☢ Multipitch Voicebanks ☢

A comprehensive guide on creating multipitch and multiexpression UTAU voicebanks. This resource assumes at least a basic knowledge of UTAU. If you need help with terminology or linguistic concepts, check the vocabulary page.

☆ What are Multipitch Voicebanks? ☆

Multipitch is a general term used to describe voicebanks recorded at more than one musical pitch, measured in semitones such as F₃, C₅, A#₂, etc. These can sound more naturalistic compared to monopitch voicebanks as they preserve more of the natural tone shifts as a singer goes up and down their range.

Voicebanks with two pitches are sometimes called "dipitch" and voicebanks with three pitches are sometimes called "tripitch", but it's rare to see that nomenclature used for voicebanks with four or more pitches.

Multiexpression is a very similar concept, but rather than referring to the use of multiple pitches, it refers to the use of different vocal styles, such as having both a power expression and a soft expression.

To avoid confusion, the general term I will be using to describe individual pitches and expressions is subbank, as in subsidiary voicebank, but you may also see "pitch" used in this way.

Importantly, this type of voicebank involves recording an entire reclist more than once for the same voicebank. Each subbank is not always perfectly symmetrical, but having wildly different sample types and aliasing between subbanks would make it very difficult to use, and the assumption by the user is typically that each subbank will be identical.

EVEC-style voicebanks — those which are inspired by the VOCALOID 4 voicebank Luka Megurine V4X — are somewhat of an exception, recording only the vowels in multiple styles and then blending them with other CVs, but these don't generally work as well as fully recorded multiexpression banks, and aren't what I'll be talking about here.

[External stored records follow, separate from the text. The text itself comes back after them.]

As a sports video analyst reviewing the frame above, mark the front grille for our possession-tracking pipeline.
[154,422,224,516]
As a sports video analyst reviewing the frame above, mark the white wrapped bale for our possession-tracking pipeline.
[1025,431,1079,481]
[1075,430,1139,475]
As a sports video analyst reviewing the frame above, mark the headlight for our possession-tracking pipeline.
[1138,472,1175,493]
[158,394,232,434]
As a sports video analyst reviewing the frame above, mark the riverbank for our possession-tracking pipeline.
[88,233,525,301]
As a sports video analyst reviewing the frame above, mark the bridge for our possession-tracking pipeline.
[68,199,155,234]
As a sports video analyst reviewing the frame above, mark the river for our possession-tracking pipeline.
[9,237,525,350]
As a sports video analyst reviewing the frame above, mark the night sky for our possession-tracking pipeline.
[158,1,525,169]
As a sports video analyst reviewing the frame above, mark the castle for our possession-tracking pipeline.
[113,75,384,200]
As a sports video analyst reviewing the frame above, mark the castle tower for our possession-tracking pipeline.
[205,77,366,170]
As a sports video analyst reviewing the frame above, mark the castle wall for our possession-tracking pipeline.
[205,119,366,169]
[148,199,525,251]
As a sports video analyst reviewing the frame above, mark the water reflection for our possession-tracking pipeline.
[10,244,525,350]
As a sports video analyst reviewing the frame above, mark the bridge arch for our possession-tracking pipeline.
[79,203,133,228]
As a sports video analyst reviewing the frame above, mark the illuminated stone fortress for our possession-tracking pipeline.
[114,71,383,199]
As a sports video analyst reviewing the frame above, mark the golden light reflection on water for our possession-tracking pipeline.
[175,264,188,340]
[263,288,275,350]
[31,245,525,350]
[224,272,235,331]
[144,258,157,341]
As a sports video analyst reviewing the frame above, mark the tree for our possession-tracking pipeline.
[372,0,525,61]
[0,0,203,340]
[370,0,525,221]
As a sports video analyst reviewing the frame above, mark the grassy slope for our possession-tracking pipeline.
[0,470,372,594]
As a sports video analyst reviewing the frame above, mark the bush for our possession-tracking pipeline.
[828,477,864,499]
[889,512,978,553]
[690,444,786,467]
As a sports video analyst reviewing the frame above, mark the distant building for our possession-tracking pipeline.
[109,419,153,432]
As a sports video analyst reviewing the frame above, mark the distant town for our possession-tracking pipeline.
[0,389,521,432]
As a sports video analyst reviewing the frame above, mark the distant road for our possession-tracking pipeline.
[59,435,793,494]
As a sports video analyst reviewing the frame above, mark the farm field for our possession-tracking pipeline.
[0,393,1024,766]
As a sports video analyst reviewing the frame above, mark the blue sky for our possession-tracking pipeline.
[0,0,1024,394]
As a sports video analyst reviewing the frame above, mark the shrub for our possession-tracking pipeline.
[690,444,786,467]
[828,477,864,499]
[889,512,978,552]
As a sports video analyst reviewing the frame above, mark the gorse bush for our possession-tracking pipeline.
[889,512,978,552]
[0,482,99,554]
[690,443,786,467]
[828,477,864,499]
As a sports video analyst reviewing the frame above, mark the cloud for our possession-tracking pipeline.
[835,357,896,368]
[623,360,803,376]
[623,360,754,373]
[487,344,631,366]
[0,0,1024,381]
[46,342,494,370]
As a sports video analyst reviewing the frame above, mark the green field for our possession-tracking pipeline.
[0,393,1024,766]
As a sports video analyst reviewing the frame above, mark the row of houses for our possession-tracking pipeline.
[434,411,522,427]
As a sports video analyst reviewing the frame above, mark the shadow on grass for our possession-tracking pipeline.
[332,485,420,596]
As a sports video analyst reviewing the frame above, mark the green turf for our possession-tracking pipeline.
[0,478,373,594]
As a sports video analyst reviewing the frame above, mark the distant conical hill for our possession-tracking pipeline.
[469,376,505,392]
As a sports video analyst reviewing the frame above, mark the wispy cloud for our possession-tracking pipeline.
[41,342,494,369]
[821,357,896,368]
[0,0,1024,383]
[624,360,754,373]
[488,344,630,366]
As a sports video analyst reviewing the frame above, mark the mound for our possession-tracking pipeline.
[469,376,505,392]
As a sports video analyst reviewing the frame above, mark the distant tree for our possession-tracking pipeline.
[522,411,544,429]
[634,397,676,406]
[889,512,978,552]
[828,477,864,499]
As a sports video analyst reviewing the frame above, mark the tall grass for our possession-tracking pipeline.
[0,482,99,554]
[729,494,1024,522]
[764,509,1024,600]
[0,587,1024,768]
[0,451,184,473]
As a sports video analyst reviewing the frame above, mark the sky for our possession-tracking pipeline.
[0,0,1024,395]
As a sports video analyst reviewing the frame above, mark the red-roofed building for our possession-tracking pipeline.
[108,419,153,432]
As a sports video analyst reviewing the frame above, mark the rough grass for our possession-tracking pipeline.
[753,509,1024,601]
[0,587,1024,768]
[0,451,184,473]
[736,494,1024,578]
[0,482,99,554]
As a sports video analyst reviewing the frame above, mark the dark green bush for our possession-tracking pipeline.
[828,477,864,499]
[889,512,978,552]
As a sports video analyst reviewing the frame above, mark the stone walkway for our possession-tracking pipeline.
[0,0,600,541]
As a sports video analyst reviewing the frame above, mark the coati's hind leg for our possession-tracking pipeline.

This guide will cover how to create multipitch and/or multiexpression voicebanks in classic UTAU and OpenUTAU. For an example of a voicebank which is both, KATSU MultiEX is a Japanese voicebank with multiple expressions, each of which is was recorded at multiple pitches.

☆ Voicebank Planning ☆

While you can of course jump right into recording or change directions for a voicebank you've already started, with larger voicebanks it's good to have an idea of what will be included ahead of time.

Voicebank Size Limit

While this isn't a problem in OpenUTAU, classic UTAU has a limit to how big voicebanks can be. More specifically, there is a limit to how many oto lines the software can read in the in-enging oto editor before it will crash.

To be exact, the number of total lines in the oto, so the combined total of every oto.ini file in the voicebank, cannot exceed 2^15, or 32,768 lines. This number is quite large and unlikely to be a problem in the majority of cases, but it's good to be aware of it in the case that you're planning some massive voicebank project, like a multipitch multiexpression English bank for example.

So, on the off chance that your voicebank exceeds the oto limit, you might consider releasing a version that's split into separate smaller banks in order to be compatible with classic UTAU, or at least put a warning on your voicebank about it.

Vocal Range

Firstly, it's good to be aware of your vocal range. You can measure this using a digital tuning fork like this one or a physical instrument like a piano. Start by matching a pitch like C₄ (AKA "middle C"), then matching lower and lower pitches until it becomes difficult or uncomfortable. Then, repeat the process in the other direction, matching higher and higher pitches. This will give you a general idea of your comfortable range; it's good to test this on different days and at different times of the day to get a feel for how it varies.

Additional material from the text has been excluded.